Unfortunately, Rep. Kildee is wrong. While the Senate bill does not alter the Hyde Amendment itself, the Hyde Amendment will not apply to the new funding in the Senate bill. Further, the Senate bill allows part of what is explicitly forbidden by Hyde, namely, federal subsidization of insurance plans that cover abortions. We have provided a detailed comparison of the Hyde Amendment, the Stupak-Pitts Amendment (added to the now-abandoned House health care reform bill), and the Senate abortion-funding language. This analysis shows that while the abandoned House language mirrored the Hyde amendment, the Senate language is a radical departure from existing law.
Rep. Kildee also references a “conscience clause” in the Senate bill. Yes, the Senate bill includes conscience language; however, the conscience clause is narrow in that it does not prohibit any government entity or program (federal, state, or local) from discriminating against health care providers that do not want to participate in abortions.
Rep. Kildee notes that the Senate bill allows a state to ban insurance plans that include abortion from participating in its Exchange. However, this changes the status quo from one where the federal government does not consider abortion to be “health care,” to one where it does and now burdens a state to take affirmative action not to fund insurance plans that cover abortions within its borders. Even that affirmative action by a state would still not protect its citizens from having their federal tax dollars applied to pro-abortion plans in other states that do not similarly “opt-out.”
Rep. Kildee writes he disagrees that the Senate bill would lead to abortions being performed at community health centers. However, there are no restrictions on the provision of abortion services for community health centers in the Federally Qualified Health Center authorizing statute. In fact, groups such as the Reproductive Health Access Project and the Abortion Access Project strongly advocate for the inclusion of abortion services in community health centers as part of providing “primary care” and preventive services.

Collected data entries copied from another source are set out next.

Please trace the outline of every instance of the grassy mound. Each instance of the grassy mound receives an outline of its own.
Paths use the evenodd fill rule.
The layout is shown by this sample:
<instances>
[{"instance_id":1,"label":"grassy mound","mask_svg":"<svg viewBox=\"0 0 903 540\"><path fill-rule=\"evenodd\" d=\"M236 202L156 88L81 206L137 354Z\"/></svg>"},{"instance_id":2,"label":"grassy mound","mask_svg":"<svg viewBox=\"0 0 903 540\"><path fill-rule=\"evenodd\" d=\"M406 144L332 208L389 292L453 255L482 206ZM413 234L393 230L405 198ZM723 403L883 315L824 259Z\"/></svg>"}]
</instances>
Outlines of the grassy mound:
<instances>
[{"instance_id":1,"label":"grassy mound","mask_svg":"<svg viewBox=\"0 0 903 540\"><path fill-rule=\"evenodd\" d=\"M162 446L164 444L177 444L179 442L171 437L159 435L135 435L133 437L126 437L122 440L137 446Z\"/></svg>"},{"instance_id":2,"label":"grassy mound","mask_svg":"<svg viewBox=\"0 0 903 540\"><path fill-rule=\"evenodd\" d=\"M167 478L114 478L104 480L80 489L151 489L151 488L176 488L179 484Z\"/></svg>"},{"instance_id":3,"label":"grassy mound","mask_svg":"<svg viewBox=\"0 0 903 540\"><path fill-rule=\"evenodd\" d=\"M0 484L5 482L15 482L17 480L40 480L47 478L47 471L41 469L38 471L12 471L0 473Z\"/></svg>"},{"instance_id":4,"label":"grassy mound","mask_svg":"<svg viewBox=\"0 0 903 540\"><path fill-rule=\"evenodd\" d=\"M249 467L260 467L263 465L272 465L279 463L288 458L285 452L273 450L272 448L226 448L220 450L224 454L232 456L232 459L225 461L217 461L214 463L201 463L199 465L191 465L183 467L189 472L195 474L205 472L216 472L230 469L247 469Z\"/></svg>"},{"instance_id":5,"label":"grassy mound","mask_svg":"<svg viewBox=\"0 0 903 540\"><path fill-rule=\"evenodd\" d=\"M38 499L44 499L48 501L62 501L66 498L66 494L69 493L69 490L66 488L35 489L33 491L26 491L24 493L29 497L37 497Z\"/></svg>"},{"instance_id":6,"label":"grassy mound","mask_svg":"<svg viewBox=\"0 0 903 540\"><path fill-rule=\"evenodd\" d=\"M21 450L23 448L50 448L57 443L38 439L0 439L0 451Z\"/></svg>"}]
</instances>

The Hyde amendment’s restrictions on abortion funding only apply to funds appropriated through the LHHS Appropriations bill and to funds in any trust fund to which funds are appropriated through the LHHS appropriations bill. The Senate bill self-appropriates the $7 billion for CHCs, and the bill does not specifically provide that the new funds will be housed in a trust fund that is funded by the LHHS appropriations bill, only that it will be transferred to HHS. Funds under the Senate bill that are merely transferred to HHS are not covered by Hyde.
Therefore, there is no guarantee that the funds will be covered by the Hyde amendment. To prohibit the use of these funds for abortions, the Department of Health and Human Services will have to apply existing regulations, referenced by Rep. Kildee in his letter, to the funding, and those regulations will have to withstand the scrutiny of courts. Given the current pro-abortion administration and Secretary Kathleen Sebelius’ staunch pro-abortion stance during her time as governor of Kansas, as well as courts’ historical inclinations to read abortion coverage and funding into statutes that do not explicitly exclude it, no one can be confident these funds will not pay for abortions.
Rep. Kildee does not mention another abortion-related concern with the bill. Under the Mikulski amendment to the bill, the Health Resources and Services Administration (HRSA) has the power to require private insurance plans to include abortion coverage under the guise of “preventive care.” In other words, an administrative agency could possibly use its mandate authority to require plans to cover abortions — nothing in the bill prevents it.
Rep. Kildee claims that a vote for this bill does not diminish his pro-life record. However, a vote for this bill is a vote for the largest expansion of abortion since Roe v. Wade. It is a vote for the federal government’s acceptance of abortion as health care, in clear contradiction to longstanding federal law and policy.